13‘Bij wie hoor je en waar kom je vandaan?’ vroeg David.
‘Ik ben Egyptenaar en slaaf van een Amalekiet,’ antwoordde hij. ‘Mijn meester heeft me drie dagen geleden aan mijn lot overgelaten omdat ik ziek werd. 14We hebben het gedeelte van de Negeb overvallen dat bewoond wordt door de Keretieten, de stam Juda en de familie Kaleb; en Siklag hebben we in brand gestoken.’
15‘Wil je mij de weg wijzen naar deze bende?’ vroeg David.
‘Ja,’ antwoordde hij, ‘als u me bij God zweert dat u me niet zult doden of uitleveren aan mijn meester.’
16Zo bracht hij David naar de Amalekieten. Het bleek dat die her en der verspreid aan het feestvieren waren en zich te goed deden aan de grote buit die ze uit het land van de Filistijnen en van Juda hadden meegenomen. 17David sloeg de volgende dag op hen in, van de ochtendschemering af tot de avond toe. Niemand van hen ontkwam, behalve vierhonderd jongemannen die op de kamelen waren gesprongen en de vlucht hadden genomen. 18David bevrijdde alles en iedereen uit de handen van de Amalekieten, ook zijn beide vrouwen. 19Niet het minste of geringste werd vermist: zonen, dochters en wat de Amalekieten maar hadden buitgemaakt, alles heroverde David. 20Hij maakte alle schapen en runderen buit en heel dat bezit aan vee dreven ze voor hem uit met de woorden: ‘Dit is de buit van David!’
21Toen David de tweehonderd man bereikte die hij uitgeput bij de beek Besor had achtergelaten, kwamen zij David en zijn mannen tegemoet. David liep op hen toe en vroeg hun hoe ze het maakten. 22Maar onder de manschappen die met David waren meegegaan, bevond zich een aantal schurken. Die begonnen te protesteren: ‘Zij zijn niet met ons mee geweest, dus geven we hun ook niets van de buit die we hebben heroverd. Ze kunnen hun vrouwen en kinderen terugkrijgen en dan verdwijnen!’ 23‘Dat kan niet, mijn broeders!’ zei David. ‘Het gaat hier om een geschenk van de Heer. Want hij heeft ons beschermd en de bende die ons had overvallen, in onze macht gegeven. 24Wie zou jullie in deze zaak gelijk geven?
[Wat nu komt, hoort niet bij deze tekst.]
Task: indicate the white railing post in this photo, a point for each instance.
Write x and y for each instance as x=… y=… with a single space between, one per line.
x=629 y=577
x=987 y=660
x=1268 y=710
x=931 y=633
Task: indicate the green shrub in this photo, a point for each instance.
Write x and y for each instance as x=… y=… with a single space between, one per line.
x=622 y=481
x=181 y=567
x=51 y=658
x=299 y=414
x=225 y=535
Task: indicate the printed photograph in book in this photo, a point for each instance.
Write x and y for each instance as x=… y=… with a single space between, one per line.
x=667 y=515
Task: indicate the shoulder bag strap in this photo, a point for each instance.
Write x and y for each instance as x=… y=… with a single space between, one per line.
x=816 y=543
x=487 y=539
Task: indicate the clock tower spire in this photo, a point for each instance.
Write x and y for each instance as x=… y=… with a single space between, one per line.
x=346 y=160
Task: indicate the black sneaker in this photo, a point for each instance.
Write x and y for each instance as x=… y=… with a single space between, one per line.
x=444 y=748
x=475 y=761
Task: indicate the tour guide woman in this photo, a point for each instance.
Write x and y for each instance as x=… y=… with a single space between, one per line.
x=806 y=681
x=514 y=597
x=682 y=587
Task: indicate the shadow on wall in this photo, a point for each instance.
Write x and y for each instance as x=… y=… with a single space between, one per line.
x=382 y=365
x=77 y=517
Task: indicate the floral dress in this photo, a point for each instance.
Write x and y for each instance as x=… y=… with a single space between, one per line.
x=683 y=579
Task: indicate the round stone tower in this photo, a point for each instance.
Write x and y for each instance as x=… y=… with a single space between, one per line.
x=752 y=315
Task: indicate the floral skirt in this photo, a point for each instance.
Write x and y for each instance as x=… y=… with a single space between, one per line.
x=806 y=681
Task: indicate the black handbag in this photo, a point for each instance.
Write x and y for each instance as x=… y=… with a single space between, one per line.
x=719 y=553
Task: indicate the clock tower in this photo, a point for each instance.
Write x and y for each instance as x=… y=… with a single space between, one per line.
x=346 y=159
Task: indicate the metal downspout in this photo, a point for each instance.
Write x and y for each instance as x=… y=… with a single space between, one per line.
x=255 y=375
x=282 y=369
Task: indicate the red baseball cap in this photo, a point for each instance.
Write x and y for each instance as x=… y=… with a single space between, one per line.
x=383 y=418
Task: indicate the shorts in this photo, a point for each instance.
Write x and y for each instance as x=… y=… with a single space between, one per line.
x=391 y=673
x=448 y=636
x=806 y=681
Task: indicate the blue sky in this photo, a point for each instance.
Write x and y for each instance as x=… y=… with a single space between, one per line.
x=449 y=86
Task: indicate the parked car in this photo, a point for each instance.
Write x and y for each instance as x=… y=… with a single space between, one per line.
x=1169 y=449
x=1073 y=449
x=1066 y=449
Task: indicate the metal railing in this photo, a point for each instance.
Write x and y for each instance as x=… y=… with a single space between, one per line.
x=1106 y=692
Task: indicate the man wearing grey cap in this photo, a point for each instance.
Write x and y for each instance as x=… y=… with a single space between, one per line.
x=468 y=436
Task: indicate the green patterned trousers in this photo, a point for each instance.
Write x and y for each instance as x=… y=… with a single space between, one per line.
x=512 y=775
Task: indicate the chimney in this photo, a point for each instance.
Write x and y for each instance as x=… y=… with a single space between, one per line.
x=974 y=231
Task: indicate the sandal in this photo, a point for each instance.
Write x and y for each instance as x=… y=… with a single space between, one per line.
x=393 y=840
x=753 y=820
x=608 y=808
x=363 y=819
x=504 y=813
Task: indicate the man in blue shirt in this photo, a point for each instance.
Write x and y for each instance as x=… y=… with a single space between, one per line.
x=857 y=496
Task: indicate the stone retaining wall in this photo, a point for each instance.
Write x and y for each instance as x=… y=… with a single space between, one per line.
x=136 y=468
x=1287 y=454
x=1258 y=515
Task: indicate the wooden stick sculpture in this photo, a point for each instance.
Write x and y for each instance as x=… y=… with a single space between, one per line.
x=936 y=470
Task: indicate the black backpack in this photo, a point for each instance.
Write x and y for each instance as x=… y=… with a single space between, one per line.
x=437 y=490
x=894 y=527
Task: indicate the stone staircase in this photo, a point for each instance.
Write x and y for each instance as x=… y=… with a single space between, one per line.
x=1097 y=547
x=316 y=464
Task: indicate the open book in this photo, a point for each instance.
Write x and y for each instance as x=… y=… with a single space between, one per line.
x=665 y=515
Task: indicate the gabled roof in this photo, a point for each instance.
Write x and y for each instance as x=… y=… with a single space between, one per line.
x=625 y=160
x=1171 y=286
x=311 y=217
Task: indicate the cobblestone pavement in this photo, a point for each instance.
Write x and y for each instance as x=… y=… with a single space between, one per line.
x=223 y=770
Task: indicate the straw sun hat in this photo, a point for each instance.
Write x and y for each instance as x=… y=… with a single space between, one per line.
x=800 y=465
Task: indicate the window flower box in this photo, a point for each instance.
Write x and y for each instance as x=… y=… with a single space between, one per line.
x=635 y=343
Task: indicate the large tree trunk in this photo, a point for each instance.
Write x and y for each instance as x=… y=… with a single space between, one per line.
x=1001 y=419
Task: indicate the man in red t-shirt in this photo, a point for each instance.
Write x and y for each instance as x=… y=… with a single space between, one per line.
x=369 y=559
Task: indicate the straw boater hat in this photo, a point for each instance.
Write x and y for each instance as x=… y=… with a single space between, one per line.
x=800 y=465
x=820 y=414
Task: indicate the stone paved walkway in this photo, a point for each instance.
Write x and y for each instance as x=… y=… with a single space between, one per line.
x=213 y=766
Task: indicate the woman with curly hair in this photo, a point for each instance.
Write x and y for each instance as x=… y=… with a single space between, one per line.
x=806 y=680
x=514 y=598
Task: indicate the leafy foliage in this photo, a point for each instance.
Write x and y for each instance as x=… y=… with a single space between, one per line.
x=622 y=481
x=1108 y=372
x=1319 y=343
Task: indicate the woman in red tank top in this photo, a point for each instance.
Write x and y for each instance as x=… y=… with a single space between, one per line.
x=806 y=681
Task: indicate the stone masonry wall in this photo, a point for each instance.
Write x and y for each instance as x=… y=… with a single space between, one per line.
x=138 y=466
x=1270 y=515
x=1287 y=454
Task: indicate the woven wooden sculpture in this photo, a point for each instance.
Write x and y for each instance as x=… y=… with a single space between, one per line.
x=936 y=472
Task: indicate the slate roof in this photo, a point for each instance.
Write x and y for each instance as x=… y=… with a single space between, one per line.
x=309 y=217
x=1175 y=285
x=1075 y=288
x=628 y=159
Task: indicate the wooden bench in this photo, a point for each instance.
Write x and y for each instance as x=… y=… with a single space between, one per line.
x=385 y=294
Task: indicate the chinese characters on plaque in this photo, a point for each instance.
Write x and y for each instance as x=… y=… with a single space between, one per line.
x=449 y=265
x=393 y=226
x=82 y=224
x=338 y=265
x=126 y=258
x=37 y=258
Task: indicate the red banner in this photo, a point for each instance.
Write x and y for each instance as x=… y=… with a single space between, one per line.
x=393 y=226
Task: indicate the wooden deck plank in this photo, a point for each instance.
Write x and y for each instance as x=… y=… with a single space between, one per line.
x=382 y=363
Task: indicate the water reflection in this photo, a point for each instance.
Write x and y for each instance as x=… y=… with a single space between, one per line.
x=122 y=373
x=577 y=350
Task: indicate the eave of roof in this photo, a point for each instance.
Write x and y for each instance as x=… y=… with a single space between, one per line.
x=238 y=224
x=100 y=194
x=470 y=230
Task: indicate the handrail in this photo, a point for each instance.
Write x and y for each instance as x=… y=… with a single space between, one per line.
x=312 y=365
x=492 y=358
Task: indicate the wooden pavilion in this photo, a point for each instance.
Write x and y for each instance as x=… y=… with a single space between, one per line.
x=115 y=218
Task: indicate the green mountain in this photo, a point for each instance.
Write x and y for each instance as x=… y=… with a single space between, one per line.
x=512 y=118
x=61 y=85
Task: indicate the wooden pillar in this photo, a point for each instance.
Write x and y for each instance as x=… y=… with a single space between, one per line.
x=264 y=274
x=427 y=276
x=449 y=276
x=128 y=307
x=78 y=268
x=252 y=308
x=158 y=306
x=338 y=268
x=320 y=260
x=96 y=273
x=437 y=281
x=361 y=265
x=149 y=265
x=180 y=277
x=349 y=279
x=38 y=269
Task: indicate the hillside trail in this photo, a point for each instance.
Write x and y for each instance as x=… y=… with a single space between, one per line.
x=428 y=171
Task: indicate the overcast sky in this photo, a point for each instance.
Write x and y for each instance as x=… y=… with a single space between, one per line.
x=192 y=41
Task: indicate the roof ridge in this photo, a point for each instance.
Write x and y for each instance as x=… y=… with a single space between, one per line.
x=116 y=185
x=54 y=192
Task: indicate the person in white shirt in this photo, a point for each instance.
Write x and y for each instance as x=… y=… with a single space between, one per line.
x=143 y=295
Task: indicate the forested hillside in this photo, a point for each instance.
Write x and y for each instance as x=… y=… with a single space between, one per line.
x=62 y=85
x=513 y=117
Nee, wie strijdt aan het front, deelt gelijk op met wie bij de legerbagage blijft.’ 25En zo gebeurde het voortaan. David maakte er namelijk een gewoonterecht van dat tot vandaag toe in Israël geldt.
26Terug in Siklag stuurde David aan de leiders van Juda die met hem bevriend waren, een deel van de buit met de boodschap: ‘Hier is voor u een geschenk uit de buit die op de vijanden van de Heer is behaald.’ 27De geschenken gingen naar de leiders van de volgende steden: Betel, Ramot in de Negeb, Jattir, 28Aroër, Sifmot, Estemoa, 29Rakal, de steden van de familie Jerachmeël, de steden van de Kenieten, 30-31en Chorma, Bor-Asan, Atak, Hebron, kortom alle plaatsen waar David op zijn zwerftochten met zijn mannen was geweest.